Difference between java 8 streams and parallel streams

Yogi Joshi picture Yogi Joshi · Aug 2, 2015 · Viewed 20.8k times · Source

I wrote code using Java 8 streams and parallel streams for the same functionality with a custom collector to perform an aggregation function. When I see CPU usage using htop, it shows all CPU cores being used for both 'streams' and 'parallel streams' version. So, it seems when list.stream() is used, it also uses all CPUs. Here, what is the precise difference between parallelStream() and stream() in terms of usage of multi-core.

Answer

Hoopje picture Hoopje · Aug 2, 2015

Consider the following program:

import java.util.ArrayList;
import java.util.List;

public class Foo {
    public static void main(String... args) {
        List<Integer> list = new ArrayList<>();
        for (int i = 0; i < 1000; i++) {
            list.add(i);
        }
        list.stream().forEach(System.out::println);
    }
}

You will notice that this program will output the numbers from 0 to 999 sequentially, in the order in which they are in the list.
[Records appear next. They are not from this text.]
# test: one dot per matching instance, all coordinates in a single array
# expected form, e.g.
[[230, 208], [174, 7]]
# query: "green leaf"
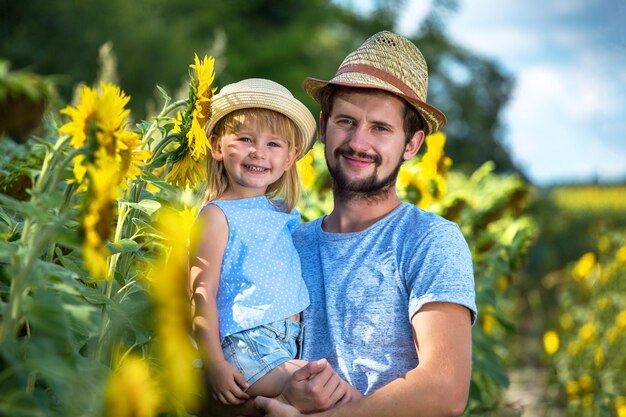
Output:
[[123, 246], [19, 404], [147, 206]]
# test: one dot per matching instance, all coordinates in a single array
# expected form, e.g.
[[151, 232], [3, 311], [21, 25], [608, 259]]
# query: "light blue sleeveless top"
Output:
[[260, 279]]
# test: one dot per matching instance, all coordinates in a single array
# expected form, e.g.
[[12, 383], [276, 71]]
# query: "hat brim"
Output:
[[434, 119], [298, 113]]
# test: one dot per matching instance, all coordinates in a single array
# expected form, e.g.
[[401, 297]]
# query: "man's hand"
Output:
[[226, 383], [316, 387], [275, 408]]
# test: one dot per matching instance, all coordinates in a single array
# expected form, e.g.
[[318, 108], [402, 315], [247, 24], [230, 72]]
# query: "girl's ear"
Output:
[[293, 153], [322, 128], [414, 145], [216, 149]]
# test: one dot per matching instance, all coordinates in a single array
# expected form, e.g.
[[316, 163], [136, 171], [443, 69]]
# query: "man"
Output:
[[391, 286]]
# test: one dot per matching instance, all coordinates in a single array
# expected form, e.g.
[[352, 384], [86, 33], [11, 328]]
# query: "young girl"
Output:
[[247, 286]]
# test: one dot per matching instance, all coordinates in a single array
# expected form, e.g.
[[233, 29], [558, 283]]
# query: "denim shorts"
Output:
[[257, 351]]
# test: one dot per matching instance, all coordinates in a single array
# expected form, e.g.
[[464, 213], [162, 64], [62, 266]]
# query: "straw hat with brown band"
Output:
[[389, 62], [265, 94]]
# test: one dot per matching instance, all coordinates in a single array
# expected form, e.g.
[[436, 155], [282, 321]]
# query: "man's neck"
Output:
[[354, 215]]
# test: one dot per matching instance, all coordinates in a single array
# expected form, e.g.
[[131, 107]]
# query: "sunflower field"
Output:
[[95, 217]]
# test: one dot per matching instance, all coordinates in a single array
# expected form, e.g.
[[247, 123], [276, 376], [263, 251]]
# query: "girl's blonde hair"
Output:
[[287, 187]]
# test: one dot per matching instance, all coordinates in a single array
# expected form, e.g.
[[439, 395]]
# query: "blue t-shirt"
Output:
[[366, 286], [260, 280]]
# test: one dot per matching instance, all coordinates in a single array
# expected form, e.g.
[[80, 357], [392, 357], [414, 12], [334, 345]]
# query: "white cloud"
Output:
[[413, 14]]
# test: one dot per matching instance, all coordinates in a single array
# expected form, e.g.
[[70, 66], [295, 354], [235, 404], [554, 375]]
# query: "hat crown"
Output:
[[255, 85], [398, 57], [265, 94]]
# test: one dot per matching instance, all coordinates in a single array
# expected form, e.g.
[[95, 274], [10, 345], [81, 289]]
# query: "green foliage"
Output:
[[589, 328], [59, 328], [23, 99], [490, 209]]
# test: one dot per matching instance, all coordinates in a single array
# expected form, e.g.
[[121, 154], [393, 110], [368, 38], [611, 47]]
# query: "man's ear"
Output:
[[414, 145], [322, 128], [216, 149]]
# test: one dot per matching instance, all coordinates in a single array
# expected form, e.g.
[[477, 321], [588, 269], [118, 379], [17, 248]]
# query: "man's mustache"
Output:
[[345, 151]]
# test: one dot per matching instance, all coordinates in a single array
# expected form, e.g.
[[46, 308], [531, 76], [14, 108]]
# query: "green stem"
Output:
[[166, 110]]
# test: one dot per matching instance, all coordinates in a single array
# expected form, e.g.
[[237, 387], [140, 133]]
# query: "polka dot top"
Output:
[[260, 279]]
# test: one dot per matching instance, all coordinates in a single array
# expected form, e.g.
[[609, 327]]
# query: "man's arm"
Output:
[[438, 386]]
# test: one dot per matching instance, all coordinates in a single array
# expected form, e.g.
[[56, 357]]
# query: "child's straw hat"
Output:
[[265, 94], [389, 62]]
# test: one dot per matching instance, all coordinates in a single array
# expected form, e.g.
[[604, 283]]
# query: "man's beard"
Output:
[[370, 189]]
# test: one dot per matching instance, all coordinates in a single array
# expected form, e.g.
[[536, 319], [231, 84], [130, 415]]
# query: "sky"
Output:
[[566, 121]]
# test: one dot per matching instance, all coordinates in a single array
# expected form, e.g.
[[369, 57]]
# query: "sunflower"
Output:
[[98, 122], [193, 148], [204, 76], [131, 391], [99, 218], [168, 285], [83, 117], [186, 172], [131, 157]]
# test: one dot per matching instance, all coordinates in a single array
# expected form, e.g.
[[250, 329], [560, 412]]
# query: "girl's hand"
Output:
[[228, 384]]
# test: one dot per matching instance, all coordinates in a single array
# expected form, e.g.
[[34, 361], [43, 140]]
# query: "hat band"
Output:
[[380, 74]]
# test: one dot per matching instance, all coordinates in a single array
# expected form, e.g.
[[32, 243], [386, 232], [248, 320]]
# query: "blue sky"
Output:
[[566, 121]]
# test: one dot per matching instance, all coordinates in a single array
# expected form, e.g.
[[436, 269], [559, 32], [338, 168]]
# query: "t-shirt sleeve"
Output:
[[440, 270]]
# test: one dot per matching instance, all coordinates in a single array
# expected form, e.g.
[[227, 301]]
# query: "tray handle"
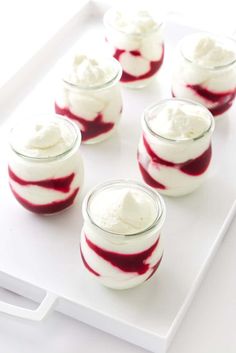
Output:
[[37, 314]]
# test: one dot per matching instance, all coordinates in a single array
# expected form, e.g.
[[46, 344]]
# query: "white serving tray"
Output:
[[41, 254]]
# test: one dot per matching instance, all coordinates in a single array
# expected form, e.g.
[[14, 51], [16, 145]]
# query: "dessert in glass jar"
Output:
[[205, 71], [174, 151], [136, 40], [121, 246], [45, 167], [89, 94]]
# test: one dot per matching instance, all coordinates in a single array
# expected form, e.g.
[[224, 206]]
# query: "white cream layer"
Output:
[[180, 121], [43, 138], [123, 211]]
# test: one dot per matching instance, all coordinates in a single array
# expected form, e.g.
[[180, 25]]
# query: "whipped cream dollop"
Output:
[[88, 71], [180, 121], [133, 20], [43, 138], [209, 51], [123, 211]]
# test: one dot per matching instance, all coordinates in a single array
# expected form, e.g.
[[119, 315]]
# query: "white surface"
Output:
[[31, 241]]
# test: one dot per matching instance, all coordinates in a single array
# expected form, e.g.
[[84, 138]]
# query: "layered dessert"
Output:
[[45, 167], [135, 37], [89, 94], [205, 71], [174, 151], [121, 245]]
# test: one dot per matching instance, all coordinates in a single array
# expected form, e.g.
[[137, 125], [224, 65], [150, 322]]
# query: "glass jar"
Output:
[[46, 184], [140, 54], [214, 87], [96, 108], [122, 261], [174, 167]]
If we change stream() to parallelStream() this is not the case anymore (at least on my computer): all number are written, but in a different order. So, apparently, parallelStream() indeed uses multiple threads.

The htop is explained by the fact that even single-threaded applications are divided over mutliple cores by most modern operating systems (parts of the same thread may run on several cores, but of course not at the same time). So if you see that a process used more than one core, this does not mean necessarily that the program uses multiple threads.

Also the performance may not improve when using multiple threads. The cost of synchronization may nihilite the gains of using multiple threads. For simple testing scenarios this is often the case. For example, in the above example, System.out is synchronized. So, effectively, only number can be written at the same time, although multiple threads are used.